Why does everybody spend so much of their college years and early twenties talking about dating, but not what happens after? Why don’t we speak about how you know when you found the one, when you are ready to live together, and that you will have to eat dinner together all of the time? If those conversations are a thing, I think I clearly missed them all.
So while it is nice to have a companion at an otherwise isolating time to exist in the world, and I am grateful to have a built-in someone to safely eat a meal with who I love very much, I miss boiling a sad box of Banza in my underwear, eating the entire thing in no more than six minutes, rinsing my lone bowl, and shutting myself in my room for the night. “Goodbye, world!” I would say and wave to my fans in the living room, the ones we would use because my bachelorette apartment downtown was always 20 degrees warmer than you wanted it to be, no matter the time of year.

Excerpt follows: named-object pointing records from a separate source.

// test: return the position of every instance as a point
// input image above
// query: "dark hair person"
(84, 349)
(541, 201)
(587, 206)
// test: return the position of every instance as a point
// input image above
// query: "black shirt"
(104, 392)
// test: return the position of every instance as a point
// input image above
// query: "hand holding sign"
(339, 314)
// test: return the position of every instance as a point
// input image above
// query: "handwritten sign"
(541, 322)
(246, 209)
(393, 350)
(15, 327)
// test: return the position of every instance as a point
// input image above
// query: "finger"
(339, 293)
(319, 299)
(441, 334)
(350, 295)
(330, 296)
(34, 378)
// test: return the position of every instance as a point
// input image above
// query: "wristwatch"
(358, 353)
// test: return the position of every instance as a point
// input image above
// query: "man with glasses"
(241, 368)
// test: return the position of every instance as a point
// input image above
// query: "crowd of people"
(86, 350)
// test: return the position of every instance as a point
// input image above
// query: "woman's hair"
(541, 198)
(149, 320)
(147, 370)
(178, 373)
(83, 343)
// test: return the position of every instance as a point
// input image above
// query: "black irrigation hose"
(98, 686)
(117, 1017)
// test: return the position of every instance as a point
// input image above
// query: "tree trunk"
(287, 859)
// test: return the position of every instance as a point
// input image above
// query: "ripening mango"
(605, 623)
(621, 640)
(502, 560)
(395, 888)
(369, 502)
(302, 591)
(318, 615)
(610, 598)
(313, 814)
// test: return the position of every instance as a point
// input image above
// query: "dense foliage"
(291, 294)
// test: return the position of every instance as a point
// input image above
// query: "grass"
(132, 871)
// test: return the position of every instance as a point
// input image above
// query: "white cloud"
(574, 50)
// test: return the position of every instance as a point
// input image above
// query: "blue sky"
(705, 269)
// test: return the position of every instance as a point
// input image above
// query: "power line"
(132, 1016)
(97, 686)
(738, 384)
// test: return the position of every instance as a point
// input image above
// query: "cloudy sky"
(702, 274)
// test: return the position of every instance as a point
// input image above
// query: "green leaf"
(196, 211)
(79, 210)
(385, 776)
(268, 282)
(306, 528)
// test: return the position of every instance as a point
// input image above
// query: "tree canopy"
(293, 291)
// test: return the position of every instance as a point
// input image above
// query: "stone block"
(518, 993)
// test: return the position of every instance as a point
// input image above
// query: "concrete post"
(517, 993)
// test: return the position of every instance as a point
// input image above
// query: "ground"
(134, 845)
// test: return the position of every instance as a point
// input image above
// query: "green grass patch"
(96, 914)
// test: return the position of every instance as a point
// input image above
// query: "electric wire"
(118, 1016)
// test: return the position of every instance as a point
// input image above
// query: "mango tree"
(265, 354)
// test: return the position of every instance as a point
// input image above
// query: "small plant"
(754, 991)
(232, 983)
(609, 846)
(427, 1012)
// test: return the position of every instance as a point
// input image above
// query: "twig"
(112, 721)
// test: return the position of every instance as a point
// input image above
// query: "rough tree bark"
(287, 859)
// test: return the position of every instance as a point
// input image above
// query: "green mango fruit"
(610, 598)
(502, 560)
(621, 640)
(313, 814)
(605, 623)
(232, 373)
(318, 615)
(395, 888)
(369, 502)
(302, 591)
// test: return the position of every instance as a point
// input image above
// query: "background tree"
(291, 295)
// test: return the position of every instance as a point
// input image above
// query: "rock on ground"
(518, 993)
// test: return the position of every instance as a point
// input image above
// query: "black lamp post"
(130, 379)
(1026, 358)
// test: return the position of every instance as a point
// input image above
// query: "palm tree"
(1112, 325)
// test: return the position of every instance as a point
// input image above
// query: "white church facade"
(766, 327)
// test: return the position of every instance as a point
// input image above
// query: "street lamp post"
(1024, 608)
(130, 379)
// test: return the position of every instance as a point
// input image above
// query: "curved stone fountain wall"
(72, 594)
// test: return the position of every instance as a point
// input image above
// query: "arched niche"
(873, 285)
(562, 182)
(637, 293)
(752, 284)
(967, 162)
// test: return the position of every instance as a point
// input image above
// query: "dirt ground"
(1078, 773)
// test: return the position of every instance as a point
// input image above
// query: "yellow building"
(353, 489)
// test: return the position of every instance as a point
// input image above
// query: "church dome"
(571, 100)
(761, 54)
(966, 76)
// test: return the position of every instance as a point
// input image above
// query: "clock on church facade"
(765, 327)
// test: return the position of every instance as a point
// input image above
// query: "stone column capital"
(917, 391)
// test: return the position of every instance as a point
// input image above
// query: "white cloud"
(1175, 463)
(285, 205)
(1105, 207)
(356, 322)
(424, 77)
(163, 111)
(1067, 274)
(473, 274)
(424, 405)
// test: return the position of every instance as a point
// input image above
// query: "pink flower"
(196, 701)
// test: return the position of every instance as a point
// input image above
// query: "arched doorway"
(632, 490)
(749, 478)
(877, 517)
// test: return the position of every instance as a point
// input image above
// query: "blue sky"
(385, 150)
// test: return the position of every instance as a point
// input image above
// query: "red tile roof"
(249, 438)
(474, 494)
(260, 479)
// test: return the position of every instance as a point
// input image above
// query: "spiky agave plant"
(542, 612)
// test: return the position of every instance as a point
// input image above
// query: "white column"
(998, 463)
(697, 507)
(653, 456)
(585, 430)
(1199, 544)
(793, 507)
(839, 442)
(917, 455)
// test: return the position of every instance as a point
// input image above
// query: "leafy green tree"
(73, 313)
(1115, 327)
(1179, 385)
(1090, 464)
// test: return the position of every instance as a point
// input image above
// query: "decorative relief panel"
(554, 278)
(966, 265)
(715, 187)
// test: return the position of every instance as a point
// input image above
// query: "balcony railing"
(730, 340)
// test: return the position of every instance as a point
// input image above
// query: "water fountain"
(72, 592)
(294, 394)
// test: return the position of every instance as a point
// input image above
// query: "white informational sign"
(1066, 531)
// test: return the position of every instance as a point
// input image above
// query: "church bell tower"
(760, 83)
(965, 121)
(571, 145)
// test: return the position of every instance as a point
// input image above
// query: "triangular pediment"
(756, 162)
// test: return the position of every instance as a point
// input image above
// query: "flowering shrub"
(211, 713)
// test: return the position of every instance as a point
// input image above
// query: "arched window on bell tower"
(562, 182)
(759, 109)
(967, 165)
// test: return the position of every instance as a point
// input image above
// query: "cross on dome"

Of course I imagined those days would end eventually. That I would live with a romantic partner, and not just one roommate I studied abroad with and another I met on the Internet, and we would actually share groceries and meals. That we would be a team, and check in about dinner because we wanted to make sure the other was happy, and not just passively coexist because that’s what a loving relationship requires. It’s work. I knew that. I read The Defining Decade. But I had no way of knowing that every day, at 1 p.m. on the hour, someone would ask me what the plan is for dinner, and I would be expected to answer. And to my dismay, he would not be satisfied if that answer was simply, “Trader Joe’s frozen cauliflower gnocchi, again.”
Excellent... this is Marriage...❤️
Hannah, this is Harvey and me every night! Oy!